Price increases are a fact of life. As much as consumers and industrial buyers may resist, most are understanding provided the change is properly communicated. To avoid alienating customers, sound change management practices can avoid alienating customers. Change Management 101 states that change be communicated in a timely manner to internal and external stakeholders, including customers. This blogger recently received a quarterly statement from a service provider (who shall remain nameless) that announced a price increase effective immediately. Based on my experience, the provider’s customer service center was besieged with calls regarding the change as agents offered a well-rehearsed, empathetic response, but no satisfaction. In the opinion of this blogger and consumer, the provider managed the change as poorly as the service it provides.
Right Way and a Wrong Way
There is right way and wrong way to inform customers of a price increase. Advanced notification is highly recommended. One method is to mail customers a letter and/or posted on the website. The basic structure of the letter should thank customers for the ongoing support, provide an explanation of the increase, offer alternatives, and express the value the customer should expect to receive. The web offers a plethora of templates for the purpose. The message may vary slightly in an industrial versus consumer situation. The important thing is that the message convey value to the customer. Customers don’t want to be told that they are paying more money but not actually getting anything in return. The tone should not be apologetic, but the reasoning should be sound. Citing external factors such as inflation is not recommended. In the case of large industrials, it may be more appropriate to communicate the message face-to-face. In either case, honesty is the best policy.
Advising the customer, industrial or consumer, of an immediate price increase in an invoice is not recommended. Blaming the customer for the increase could create alienation especially if the relationship is already tenuous. This blogger took it personally when reading this message on the invoice from the local trash hauler (Note: Identifiers have been removed):
“Due to the growing amount of contaminated materials placed in recycling containers, we are instituting a new recycling processing charge. See the enclosed insert and our website for details.”
Based on my history with this provider and without further explanation my reaction was, quite frankly, outrage. Customer service attempted to explain it, but unsatisfactorily. Finding an announcement of the website was a challenge too, but buried in the FAQ section is this explanation:
“What is the Recycling Processing Charge?
The Recycling Processing Charge is necessary due to the overwhelming amount of contaminated recyclables that are threatening local recycling programs. To ensure the viability of local recycling programs, we must find alternative solutions for the contaminated materials, and it substantially increases costs for local recycling programs.”
An Educated Consumer Is the Best Customer
Unsatisfied with the explanations given, I proceeded with my own investigation and it was eye opening. Who knew the world is experiencing a recycling crisis? A Google News search of the term “recycling crisis” returns 246,000 results. The crisis is a topic of a future blog, but suffice to say, it has my attention. While single stream recycling, mixing paper and containers, makes the activity more palatable for the public, it also creates greater opportunities for misuse and therein lies the rub. Regardless of the circumstance, this provider still gets a failing grade in change management.

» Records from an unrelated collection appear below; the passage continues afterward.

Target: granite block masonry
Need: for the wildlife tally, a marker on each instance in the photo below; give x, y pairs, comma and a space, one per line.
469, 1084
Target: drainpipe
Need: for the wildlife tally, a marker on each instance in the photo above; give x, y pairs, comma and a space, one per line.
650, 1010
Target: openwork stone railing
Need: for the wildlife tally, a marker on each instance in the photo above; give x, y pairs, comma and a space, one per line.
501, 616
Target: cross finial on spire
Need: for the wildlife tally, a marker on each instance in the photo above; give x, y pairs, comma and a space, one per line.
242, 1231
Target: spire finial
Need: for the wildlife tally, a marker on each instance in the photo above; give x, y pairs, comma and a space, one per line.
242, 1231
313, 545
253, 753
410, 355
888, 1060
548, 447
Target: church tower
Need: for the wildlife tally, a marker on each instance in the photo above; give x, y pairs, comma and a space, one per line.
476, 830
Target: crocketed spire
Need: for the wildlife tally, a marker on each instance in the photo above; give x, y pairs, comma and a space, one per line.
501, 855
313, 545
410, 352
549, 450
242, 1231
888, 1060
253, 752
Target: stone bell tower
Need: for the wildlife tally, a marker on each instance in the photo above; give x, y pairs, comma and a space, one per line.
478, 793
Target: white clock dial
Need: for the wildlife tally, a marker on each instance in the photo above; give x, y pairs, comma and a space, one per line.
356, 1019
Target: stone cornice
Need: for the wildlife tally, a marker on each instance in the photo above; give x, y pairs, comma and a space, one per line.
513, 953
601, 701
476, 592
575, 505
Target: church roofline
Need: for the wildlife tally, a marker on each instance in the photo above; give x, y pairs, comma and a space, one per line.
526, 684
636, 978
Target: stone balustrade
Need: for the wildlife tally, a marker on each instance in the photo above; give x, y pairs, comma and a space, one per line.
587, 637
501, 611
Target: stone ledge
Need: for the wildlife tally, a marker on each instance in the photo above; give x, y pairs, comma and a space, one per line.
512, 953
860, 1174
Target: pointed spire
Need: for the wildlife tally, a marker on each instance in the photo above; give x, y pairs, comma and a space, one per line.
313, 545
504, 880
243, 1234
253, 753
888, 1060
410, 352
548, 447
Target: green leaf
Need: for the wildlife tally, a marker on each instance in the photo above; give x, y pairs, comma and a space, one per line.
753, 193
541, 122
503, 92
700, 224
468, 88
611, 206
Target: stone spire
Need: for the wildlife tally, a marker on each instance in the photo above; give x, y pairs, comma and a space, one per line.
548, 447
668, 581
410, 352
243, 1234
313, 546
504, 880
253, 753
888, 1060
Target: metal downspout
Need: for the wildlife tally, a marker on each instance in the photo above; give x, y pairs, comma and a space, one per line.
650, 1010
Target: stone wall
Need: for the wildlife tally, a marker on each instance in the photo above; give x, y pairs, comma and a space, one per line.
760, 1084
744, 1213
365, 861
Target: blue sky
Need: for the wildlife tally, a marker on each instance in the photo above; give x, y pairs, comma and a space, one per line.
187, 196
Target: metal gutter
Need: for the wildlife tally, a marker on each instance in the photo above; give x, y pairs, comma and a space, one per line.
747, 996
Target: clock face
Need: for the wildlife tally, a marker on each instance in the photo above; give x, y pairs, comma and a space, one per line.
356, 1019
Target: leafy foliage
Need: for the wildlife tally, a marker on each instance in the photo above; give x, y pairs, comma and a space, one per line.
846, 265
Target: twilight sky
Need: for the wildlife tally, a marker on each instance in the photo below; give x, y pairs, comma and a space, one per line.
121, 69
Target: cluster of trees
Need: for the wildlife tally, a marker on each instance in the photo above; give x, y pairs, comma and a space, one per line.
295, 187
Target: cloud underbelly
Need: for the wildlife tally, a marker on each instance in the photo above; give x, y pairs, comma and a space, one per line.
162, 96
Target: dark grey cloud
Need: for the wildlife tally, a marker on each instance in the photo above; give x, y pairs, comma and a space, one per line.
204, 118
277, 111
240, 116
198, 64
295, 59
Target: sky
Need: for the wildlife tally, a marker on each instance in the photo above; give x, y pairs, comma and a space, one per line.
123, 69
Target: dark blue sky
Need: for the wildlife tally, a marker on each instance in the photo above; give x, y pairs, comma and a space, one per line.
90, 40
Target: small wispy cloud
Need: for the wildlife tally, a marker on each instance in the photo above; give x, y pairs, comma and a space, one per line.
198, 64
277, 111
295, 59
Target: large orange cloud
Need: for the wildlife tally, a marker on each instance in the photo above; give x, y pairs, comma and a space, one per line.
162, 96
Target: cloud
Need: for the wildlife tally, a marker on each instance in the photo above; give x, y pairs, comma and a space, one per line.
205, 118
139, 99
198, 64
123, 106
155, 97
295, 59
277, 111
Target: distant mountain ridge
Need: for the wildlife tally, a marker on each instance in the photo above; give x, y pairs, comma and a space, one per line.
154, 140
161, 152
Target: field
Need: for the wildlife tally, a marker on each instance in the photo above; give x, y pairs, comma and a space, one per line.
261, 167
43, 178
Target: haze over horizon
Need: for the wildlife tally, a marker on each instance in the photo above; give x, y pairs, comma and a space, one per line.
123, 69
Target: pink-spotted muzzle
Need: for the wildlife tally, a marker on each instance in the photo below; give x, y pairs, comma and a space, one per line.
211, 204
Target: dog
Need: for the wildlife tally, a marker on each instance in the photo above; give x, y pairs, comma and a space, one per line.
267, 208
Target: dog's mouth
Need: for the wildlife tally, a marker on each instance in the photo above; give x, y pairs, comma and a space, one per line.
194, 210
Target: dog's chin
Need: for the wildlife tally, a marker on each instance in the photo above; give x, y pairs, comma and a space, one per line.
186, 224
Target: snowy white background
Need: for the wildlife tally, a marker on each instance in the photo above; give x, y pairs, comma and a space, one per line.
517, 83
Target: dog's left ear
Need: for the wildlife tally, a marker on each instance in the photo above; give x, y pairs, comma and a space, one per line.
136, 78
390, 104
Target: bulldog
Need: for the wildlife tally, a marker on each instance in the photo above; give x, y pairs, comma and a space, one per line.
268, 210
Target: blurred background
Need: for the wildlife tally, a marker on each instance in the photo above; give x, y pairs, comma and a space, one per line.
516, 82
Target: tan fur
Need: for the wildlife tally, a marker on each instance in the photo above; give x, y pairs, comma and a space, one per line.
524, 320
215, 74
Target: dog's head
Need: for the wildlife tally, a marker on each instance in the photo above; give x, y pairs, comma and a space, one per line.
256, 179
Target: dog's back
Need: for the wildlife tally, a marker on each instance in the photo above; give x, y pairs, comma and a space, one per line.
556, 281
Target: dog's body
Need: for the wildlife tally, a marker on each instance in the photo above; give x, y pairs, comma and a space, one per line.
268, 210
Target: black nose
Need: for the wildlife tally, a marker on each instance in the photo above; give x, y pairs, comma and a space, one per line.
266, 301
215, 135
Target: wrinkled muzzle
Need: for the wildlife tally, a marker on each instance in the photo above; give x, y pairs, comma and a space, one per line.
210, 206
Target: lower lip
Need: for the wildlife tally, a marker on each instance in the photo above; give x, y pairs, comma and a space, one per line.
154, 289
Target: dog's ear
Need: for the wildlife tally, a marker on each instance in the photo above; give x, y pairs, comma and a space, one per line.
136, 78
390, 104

Hindsight is 20/20, but a different approach would have made a world of difference. My recommendation would have been a staged approach. For example, in the first quarter conduct an educational campaign. This is the appropriate time to distribute an informational piece stressing the desired behavior change. In the second quarter invoice, a statement to the effect that progress has been made, but a price increase effective in the next quarter would be necessary to sustain the change. Advising the customer in advance of price increase and how much it will be allows time for it to be accepted. Actual implementation of the increase would occur in the third quarter invoice. Customers may still resist the increase, but will at least better understand it.